I think it’s funny that kids “invent” games, but these games are almost always variants of other games they already know. It relates back to the idea that every text is a variation of another text that we discussed in class; because almost everything has already been created, we can only “create” versions of things that already exist. I also think children’s games that kids themselves create, and children’s lore itself, are interesting, because they have only really become as widespread as they are after the first child-labor laws. These laws effectively “invented” childhood, because before they were put in place, children didn’t have the time to sit around creating weird new games, nor could they socialize with the other kids with whom they would create such games.

Ethiopian bogeyman

The informant is my 18-year-old cousin, who was born and raised in the United States but has Ethiopian parents. She told me about a character called Soyo, which is an Ethiopian bogeyman character used to scare children.


“So, Soyo is basically this character, like a scary kidnapper character, that parents use to scare their kids. It’s basically like the Ethiopian version of Slenderman…and kind of, also, like, “stranger danger” So, like, if you’re being bad, or misbehaving–like, when I was little, my mom used to make me come inside at night by being like, “oh, if you keep playing outside after it gets dark, Soyo is going to come get you.”

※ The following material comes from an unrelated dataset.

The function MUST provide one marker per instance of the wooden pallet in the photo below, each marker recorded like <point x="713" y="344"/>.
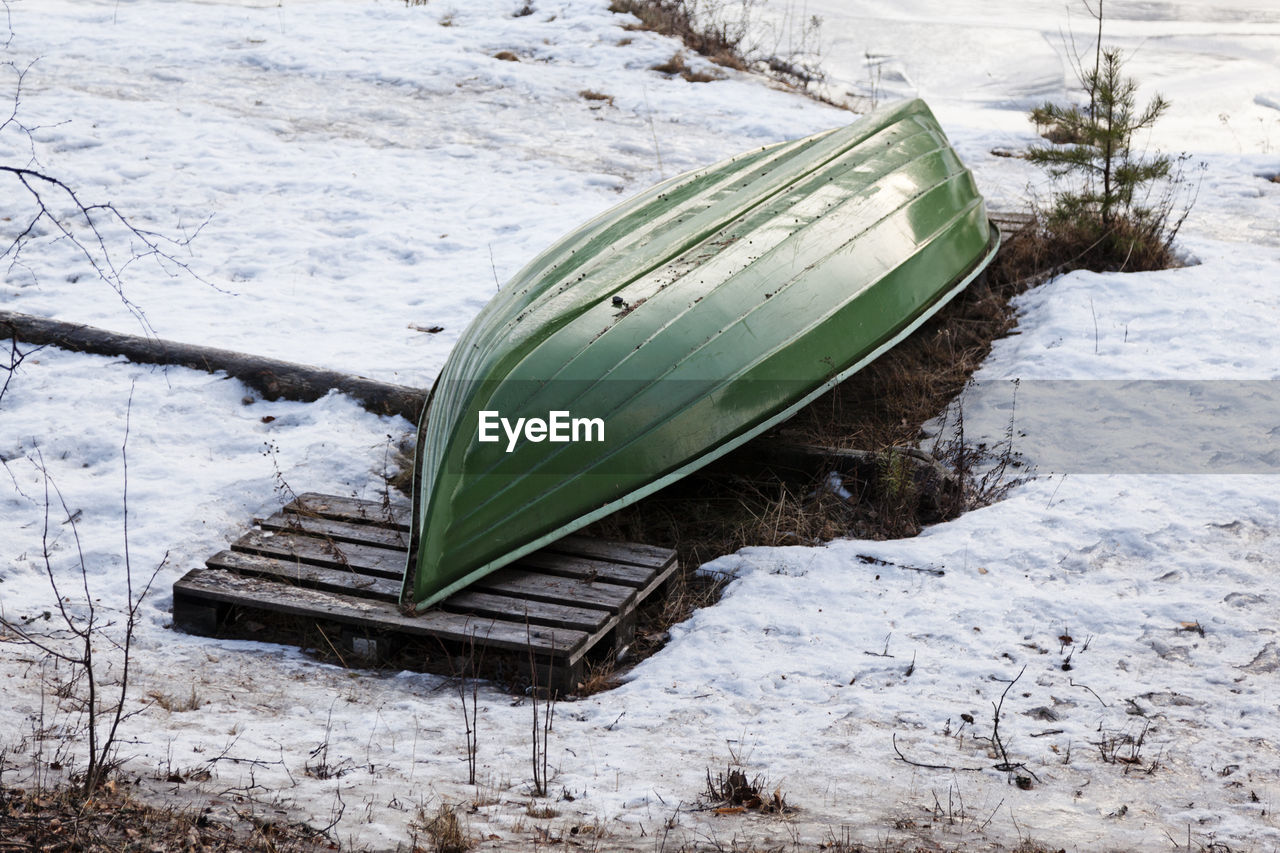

This bogeyman figure is an example of the concept of “ficts” as introduced by Von Sydow: these characters are fictional creatures that adults make up to scare children, or to teach them how to behave (examples include Santa Claus, the Easter Bunny, and the Tooth Fairy, but also bogeyman characters like this one). I thought that Soyo was an interesting example of children’s folklore in that it does not exist in the world of adult belief, but it is almost exclusively told by adults to their children rather than told between children; children would not have these characters if adults did not use them as lessons for their kids. The purpose that this particular character serves is to teach children not to trust strangers, but is also a convenient way for parents to scare their kids into obeying them. I also thought it was a cool reaffirmation of Dundes’s idea of “multiplicity and variation,” because every culture seems to have a bogeyman character (La Llorona in Mexico, for example, or, as my cousin mentioned, the more recent example of Slenderman).

Enkoye Totit–Ethiopian bedtime story

The informant is my 18-year-old cousin, who was born and raised in the United States but has Ethiopian parents. She told me about Enkoye Totit, bedtime story her mother and aunts told her when she was little.


“So, Enkoye Totit is this little monkey character who keeps getting in trouble. It’s a bedtime story that parents tell their kids. It’s like, there’s not really one specific story I can think of about Enkoye Totit, but she’s a character that you can insert in any story. Totit means, like, little monkey. It’s like a diminutive of “tota,” which means monkey. That’s what parents call their kids. Like, it’s a nickname for kids when they’re being silly or misbehaving but not actually doing something that bad. Like if you keep annoying your mom, she’ll call you Tota.”


The fact that “monkey” is both a word referring to the animal and an term of affection for young children in Amharic is interesting, because it allows these stories to become self-insert stories for the children they are told to. Because Enkoye Totit is a stock character and not one from a specific story, it allows parents to plug this character, as an extension of their own children, into many different plots that will be vehicles for lessons they want to teach their kids. This is also reinforced by the characteristics of a monkey–small, mischievous, intelligent, inquisitive–most of which are also applicable to children. At the same time, because there are actual monkeys in Ethiopia, this fact might be less obvious to Ethiopian children, since the stories are based on a monkey that they could actually encounter, but because both my cousin and I were raised in the United States where monkeys do not live in nature, the metaphorical nature of these stories becomes more apparent.